Althea finally took matters into her own hands and said the
first thing that occurred to her. “That is the most beautiful pair of horses I
have yet seen in London, Sir Tracy,” she began inconsequentially. Tracy,
relieved by the introduction of the topic — or any topic at all — delved into
it wholeheartedly, with rather more fervor than he was wont to expend on such a
discussion.

“I am judged to be a tolerable critic of horseflesh, Miss
Ervine,” he said enthusiastically.

“Tolerable?” Althea laughed brittlely. “You are known to be
top of the trees! I have often wished I could have a phaeton, especially in
town, but my fortune will hardly admit of such an extravagance.”

“You tell me that you drive, Miss Ervine?” Eustace, divining
the inevitable outcome of this discussion, cowered in the back, glaring at his
master’s neck. Tracy, mercilessly unaware of the grimaces aimed at him,
continued to drive on as Miss Ervine elaborated.

“Certainly I do. My brother taught me, back in Lancashire,
and I have always wished I could do so in town; there is something very
striking about a smartly driven phaeton. And Mr. Brummell told me that I should
never be backward in doing what is striking.”

“I would never dare quarrel with Brummell’s taste, ma’am.
But I would add that there is generally something striking about
any
carriage that is smartly driven: the number of gentlemen who think they can
drive to an inch and are really quite ham-fisted would shock you, ma’am. I
would have thought, from your descriptions of him, that your brother would not
prove a great driver or a patient teacher.”

“He had ample motive for patience, sir, although he would
never be my instructor of choice. But with that motive he became a satisfactory
teacher. You see, I blackmailed him — is that the word? — into giving me
lessons, some three years ago when Papa had gone visiting.”

“Your methods are a trifle unorthodox, certainly,” Calendar
said dryly, with a twist of that speaking brow.

“Oh, I know it. You see, Merrit had been sent down from
university for some prank involving the chancellor’s nightcap and a lady of —
of — somewhat
generous nature
, known as High Flung Jenny. Merrit feared
Papa’s reaction to his mess no end, and I was entirely ruthless in using it against
him for my own ends. Yes, I know exactly how sordid it sounds, and it was
rather.”

“It sounds like excellent romance, Miss Ervine, but did you
learn to drive, in truth?”

“Oh yes, for while Merrit is too racketty for anything, and
cannot chose a horse but it must be some mean, showy nag, all chest and no
breath, he is a good driver.

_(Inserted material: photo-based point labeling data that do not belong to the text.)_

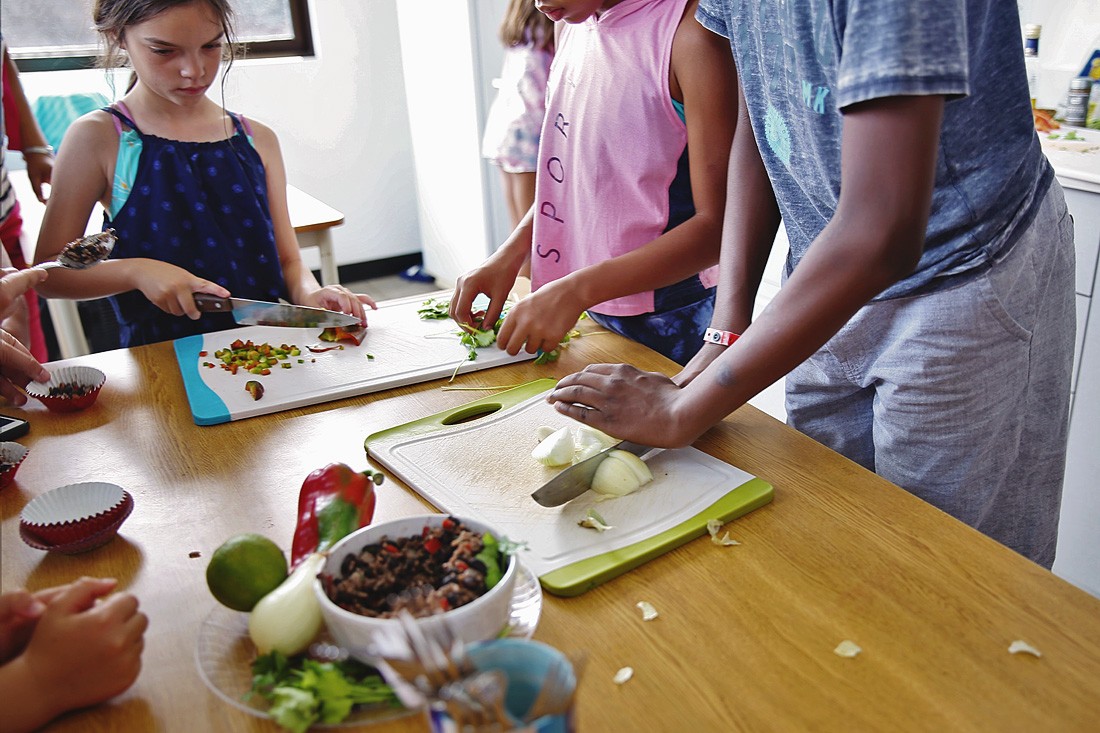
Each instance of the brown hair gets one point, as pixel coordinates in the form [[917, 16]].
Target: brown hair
[[523, 23], [112, 18]]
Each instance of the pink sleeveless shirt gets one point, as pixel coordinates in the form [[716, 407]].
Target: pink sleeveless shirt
[[609, 145]]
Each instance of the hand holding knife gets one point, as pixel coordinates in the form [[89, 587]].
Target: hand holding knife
[[262, 313]]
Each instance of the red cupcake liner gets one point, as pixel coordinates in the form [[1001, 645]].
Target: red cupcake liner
[[73, 513], [83, 545], [86, 376], [12, 456]]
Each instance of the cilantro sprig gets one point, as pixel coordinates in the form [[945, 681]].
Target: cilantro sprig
[[479, 338], [303, 691]]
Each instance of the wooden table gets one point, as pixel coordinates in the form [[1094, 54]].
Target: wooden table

And I am a better, I think, for at least I respect
my horses.”

Eustace, feeling the shadow of ignominy hovering over him,
sank down as low as he could, hoping the world would not connect him with this
obviously deranged pair in the curricle.

“If that is the case, ma’am, do you object to showing me
your prowess?” Tracy asked, heedless of Eustace’s now audible groans. “I will
ask you to relieve me while I recover my strength.” The exchange was made, and
Calendar turned to give Eustace one exquisitely quelling glance before they
were under way again. Althea, sensing that mutiny had been put down, flicked
the whip expertly out over the heads of her leaders, caught the thong neatly,
and proceeded forward. A very few minutes in this fashion convinced Calendar
that she had not exaggerated — she was a good driver, needing only a little
experience with town traffic to sharpen her nicely. Even Eustace, who for the
sake of his reputation had slid his head so deep into his collar that he began
to look deformed, grumbled less loudly than before. Althea took the phaeton
once around the Park, to the admiration of several acquaintances, who
understood better than she what a signal honor she was being done.